Beppe Grillo vorrebbe mettere a disposizione delle navi mercantili della Cina il porto di Taranto, considerato una attività sensibile dalla Nato: il governo al momento si oppone.
Il porto di Taranto potrebbe diventare presto l’ennesimo terreno di scontro a distanza tra Cina e Nato, i due grandi convitati di pietra della guerra in Ucraina che da oltre un anno sta destabilizzando lo scenario geopolitico internazionale.
Come noto la Cina attraverso il piano denominato nuova Via della seta si è posta l’obiettivo di intensificare l’interscambio economico con l’Occidente e in particolare con l’Europa , mettendo sul piatto massicci investimenti per migliorare porti, ferrovie e strade nel Vecchio Continente.
Nel 2019 l’allora governo Conte ha siglato con la Cina un memorandum di intesa aderendo alla Via della seta, una mossa che all’epoca è piaciuta molto poco a Washington; con l’avvento di Mario Draghi a Palazzo Chigi, l’Italia in qualche modo ha raffreddato i suoi rapporti con Pechino.
Adesso però come riportato da La Stampa, Beppe Grillo avrebbe chiesto ai deputati del Movimento 5 Stelle di “ aprire il porto di Taranto ai grandi mercantili cinesi ”, in quanto sarebbe “l’unico porto in quella zona ad avere un fondale più profondo di 20 metri” ideale per l’approdo delle imponenti navi battenti la bandiera del Dragone.

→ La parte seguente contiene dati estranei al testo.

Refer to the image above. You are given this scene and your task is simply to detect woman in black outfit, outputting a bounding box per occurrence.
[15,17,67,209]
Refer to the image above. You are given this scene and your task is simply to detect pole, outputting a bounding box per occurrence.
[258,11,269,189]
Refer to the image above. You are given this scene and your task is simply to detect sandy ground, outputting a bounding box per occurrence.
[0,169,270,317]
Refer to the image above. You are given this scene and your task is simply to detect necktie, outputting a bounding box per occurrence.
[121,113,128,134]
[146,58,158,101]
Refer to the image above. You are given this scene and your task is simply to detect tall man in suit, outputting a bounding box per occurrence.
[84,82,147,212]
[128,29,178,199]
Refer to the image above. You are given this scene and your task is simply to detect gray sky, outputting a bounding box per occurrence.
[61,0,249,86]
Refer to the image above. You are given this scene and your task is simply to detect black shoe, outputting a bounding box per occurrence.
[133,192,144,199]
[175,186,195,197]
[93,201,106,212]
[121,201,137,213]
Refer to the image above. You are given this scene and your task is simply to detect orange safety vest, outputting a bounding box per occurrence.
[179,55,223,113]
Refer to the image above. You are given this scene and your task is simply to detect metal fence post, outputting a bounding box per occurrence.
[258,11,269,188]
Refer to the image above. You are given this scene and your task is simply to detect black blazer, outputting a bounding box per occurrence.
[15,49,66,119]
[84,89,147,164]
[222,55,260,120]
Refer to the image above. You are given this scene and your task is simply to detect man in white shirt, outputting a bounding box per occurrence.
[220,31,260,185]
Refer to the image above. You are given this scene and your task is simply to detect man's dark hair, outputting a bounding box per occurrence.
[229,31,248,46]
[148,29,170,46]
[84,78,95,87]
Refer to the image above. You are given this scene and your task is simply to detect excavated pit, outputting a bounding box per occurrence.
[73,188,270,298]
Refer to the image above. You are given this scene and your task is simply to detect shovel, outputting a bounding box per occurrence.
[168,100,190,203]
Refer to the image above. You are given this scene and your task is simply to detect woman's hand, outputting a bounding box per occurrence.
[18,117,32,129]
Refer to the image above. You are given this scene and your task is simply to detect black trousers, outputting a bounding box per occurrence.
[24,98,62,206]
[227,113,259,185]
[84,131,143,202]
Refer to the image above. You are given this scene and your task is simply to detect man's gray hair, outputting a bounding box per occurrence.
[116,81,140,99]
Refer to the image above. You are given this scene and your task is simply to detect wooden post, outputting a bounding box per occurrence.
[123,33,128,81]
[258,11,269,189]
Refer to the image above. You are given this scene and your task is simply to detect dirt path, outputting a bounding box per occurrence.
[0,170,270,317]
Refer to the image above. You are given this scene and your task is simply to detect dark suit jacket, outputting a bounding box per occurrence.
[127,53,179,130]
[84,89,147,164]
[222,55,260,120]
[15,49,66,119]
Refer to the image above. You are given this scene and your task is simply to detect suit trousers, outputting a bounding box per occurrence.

Il porto di Taranto, la Nato e la Cina
Per Beppe Grillo quella di aprire il porto di Taranto alla Cina sarebbe una occasione da non perdere, che potrebbe portare enormi benefici a tutta la zona; il padre del Movimento 5 Stelle del resto da tempo sembrerebbe avere un particolare feeling con Pechino.
La Nato però guarda con forte sospetto all’espansione della Cina del Mediterraneo, reputando in particolare il porto di Taranto una attività sensibile vista la vicinanza con la base alleata di Sigonella, la più grande e strategica tra quelle presenti nel Belpease.
Il timore della Nato è che la Cina, un po’ come avvenuto nel Pireo, alla fine possa arrivare a controllare l’intero porto di Taranto, anche se da noi tecnicamente non sarebbe possibile visto che i porti appartengono al demanio marittimo.
Il sottosegretario alle Infrastrutture Edoardo Rixi così si è detto contrario alla proposta avanzata da Beppe Grillo, con il governo come sottolinea Formiche.net che alla fine potrebbe applicare “la normativa Golden power anche nel caso di una piattaforma logistica connessa a una infrastruttura di rilievo nazionale qual è il porto di Taranto”.
In un contesto geopolitico come quello attuale, ecco allora che la forte diffidenza della Nato nei confronti della Cina possa stoppare ogni possibilità di offrire le nostre infrastrutture alle attività commerciali di Pechino.
La patata bollente così è tutta nelle mani del governo, che entro la fine dell’anno dovrà decidere se rinnovare o abbandonare il memorandum sulla Via della seta: nonostante il pressing di Beppe Grillo, il sentore è che alla fine Giorgia Meloni possa optare per un nostro passo indietro.